The site, littered with plastic soda bottles and bags, is surrounded by a chain-link fence with no guard in sight. The gate is open for anyone to walk unhindered around what was once the Canaanite city of Shechem, dating from 1900BC-1550BC.
“Four thousand years old, that’s as old as the pyramids,” says Yahya, pointing to the ruins of an ancient temple and city gate.
Unlike Egypt’s treasures, historical and religious sites in the occupied West Bank have been neglected during the years of unrest. The tourism ministry says the Palestinian government has approved forming a unit to manage the sites which should be fully operational by the end of the year.
In contrast to the nearly 1 million people who visited the Jewish state in the first five months of this year — up 43 percent compared with the same period last year — busloads of tourists do not swarm to this corner of the Holy Land.
Palestinians say tourists are discouraged because of the Israeli-built separation barrier and the more than 500 roadblocks that restrict movement throughout the West Bank. Israel says they are needed for security.
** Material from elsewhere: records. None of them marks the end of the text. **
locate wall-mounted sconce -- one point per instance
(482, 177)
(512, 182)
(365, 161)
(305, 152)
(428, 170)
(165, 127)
Most tourists who visit the West Bank venture only as far as Bethlehem, sacred to Christians as the birthplace of Jesus Christ, a mere 10km south of Jerusalem. Yet even on this short trip, they must pass through an Israeli checkpoint and the 6m high grey concrete wall, which seals off the town.
“The wall has made Bethlehem into a big prison for its citizens,” says the city’s mayor, Victor Batarseh.
But he adds the situation for tourists has improved in recent years with quick passage through checkpoints, and the news that the city is peaceful and safe is being spread by Christian churches and travel agents.
Still, visiting the Palestinian territory is far from what many tourists would call a pleasure trip.
Guide Abu Hassan, 42, based at the Jerusalem Hotel in the city’s mostly Arab east, takes groups on an alternative “political tour” that includes stopping at a refugee camp and pointing out a sewage pipe that Palestinians walk through to pass under the Israeli barrier.
“We try to balance it,” says Yahya of PACE tours. “A little bit of history and a bit of politics, which is depressing in this part of the world, and then something of ordinary life like a stop at a nice restaurant.”
Over lunch in Nablus, where the souvenir shops outside the restaurant have closed down, he blames the Israelis for the downturn in tourism and the overall Palestinian economy since the 2000 intifada.
“If there was no occupation, there would be no intifada,” Yahya says.
Despite the difficulties involved in visiting the West Bank, Rori Basilio, 77, who is on her fourth trip to the Holy Land since the early 1980s, takes a devout pilgrim’s view of the situation in places like Hebron.
“If something requires a little struggle, it can be a more spiritual experience,” she says.